Da quando ha ritrovato sua figlia Veronica Satti, Bobby Solo è un padre attento e premuroso. Il cantante non perde mai occasione di passare del tempo con la sua amata primogenita e quando può cerca di recuperare insieme a lei il tempo perduto. Di recente, la sua vicinanza è servita inoltre a lenire le ferite dei sua figlia, che, così come si legge su Fanpage.it, qualche tempo fa ha vissuto un periodo di grande dolore. “In quest’ultimo periodo sono caduta nuovamente nel baratro”, avrebbe detto infatti la figlia di Bobby Solo sui social parlando dell’autolesionismo. La Satti, però, stavolta ha potuto affrontare i suoi mostri grazie al supporto di suo padre, che ha immediatamente preso in mano la situazione chiedendole di raggiungerlo: “mio papà mi ha detto subito di correre da lui. Devo ringraziarlo di cuore perché se adesso sto meglio è grazie a lui, alla compagna Tracy e a mio fratello Ryan”. Secondo Veronica Satti, infatti, “tutto il dolore del passato non era solo dovuto alla mancanza paterna, e anche se fosse lui così si è davvero riscattato e si è preso cura di me in tutto e per tutto”. (Agg. di Fabiola Iuliano)



“Il macello legale” per “Dieci ragazze”

“Che storia, Una lacrima sul viso“. Quando ne parla, il suo tono è ancora nostalgico.

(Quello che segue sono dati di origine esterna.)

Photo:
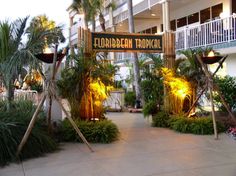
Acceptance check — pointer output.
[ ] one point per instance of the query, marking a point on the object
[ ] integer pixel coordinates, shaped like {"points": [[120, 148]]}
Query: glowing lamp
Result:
{"points": [[211, 58], [47, 56]]}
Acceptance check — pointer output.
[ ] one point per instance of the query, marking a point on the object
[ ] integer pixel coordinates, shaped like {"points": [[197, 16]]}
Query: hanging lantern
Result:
{"points": [[211, 58]]}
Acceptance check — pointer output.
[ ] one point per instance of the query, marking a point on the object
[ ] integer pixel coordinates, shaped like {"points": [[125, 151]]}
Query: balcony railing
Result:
{"points": [[218, 31]]}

Bobby Solo deve in parte a Mogol il successo più importante della sua carriera, quello col quale ha esordito nel 1964 al Festival di Sanremo e che gli ha permesso di scalare la vetta di tutte le classifiche, italiane e non. Questa sera lo ripropone all’interno di Una serata… Bella per te, Mogol!, lo spettacolo in onda su Rete 4 che ha come obiettivo quello di ripercorrere la carriera del grande paroliere. Lo farà attraverso testimonianze e racconti che lo riguardano, col sottofondo delle sue canzoni e di quei testi che hanno fatto la storia. Nel corso della serata, Solo si esibirà sulle note di Dieci ragazze, brano che ha preso in prestito dal repertorio di Lucio Battisti. Ma soprattutto dirà grazie a Mogol, a Giulio, senza il quale – forse – non avrebbe raggiunto i traguardi che ha raggiunto. “Prima di allora avevo fatto solo due concerti in licei a Milano”, ha raccontato anni fa a Repubblica. “Ma avevo scritto questa canzone, che non potei neanche firmare perché ero minorenne, e non le dico il macello legale per riavere i diritti e la firma, ci riuscii solo nel 1991 grazie a Red Ronnie”. Il brano fu poi perfezionato dalla penna esperta di Mogol.



Bobby Solo, Little Tony e Claudio Villa

Gli anni 60 sono stati (anche) gli anni di Bobby Solo e Little Tony. Nessuna rivalità, tra loro, anzi: “Noi eravamo entrambi gli Elvis italiani, ma lui aveva più canzoni di successo, faceva le mosse molto meglio e stava sul palco divinamente. Siamo stati complici e amici, altro che nemici. E se cantavamo assieme a prendere i soldi mandava me, senza regole e sfrontato. Quanto mi manca”. Nonostante l’età, lui continua a cantare. E canta sempre le stesse canzoni: “Certo. Mi inchioda a un cliché romantico, ma se non faccio Una lacrima sul viso il pubblico si infuria. Nei concerti cerco di sorprendere sfoderando un’anima sempre più blues. Anche perché per il rock serve la pressione alta, io ho 120 di massima”. Guardando indietro, il grande successo l’ha solo sfiorato: “La risposta me l’ha data Claudio Villa: ‘A Robe’, si nascevi in America diventavi quarcuno’. Mai capito se intendeva che non ero nessuno o che sarei davvero potuto essere un gigante. Ma non ho rimpianti. Ho una vita fantastica e continuo a guardare avanti anche se compio 70 anni, come deve fare chi ha un figlio di 2″.



La famiglia di Bobby Solo

A proposito di figli, Bobby è ridiventato padre in età molto avanzata: “Ora con Ryan ho l’ossessione del nonno e la tenerezza del babbo. Lui ama suonare le chitarre giocattolo e fa la mossa alla Elvis come il papà. Sa che obiettivo ho? Campare così tanto da portarlo in tour tra i miei musicisti”. Parlando del suo, di padre, dice che era molto austero. E spiega anche il significato del suo strano nome: “Papà Bruno minacciò fuoco e fiamme se io avessi usato il suo cognome per fare rock. Micocci (il manager) disse a una segretaria: ‘Ok, chiamiamolo all’inglese, Bobby. Solo Bobby‘. Lei capì male ed ecco Bobby Solo”.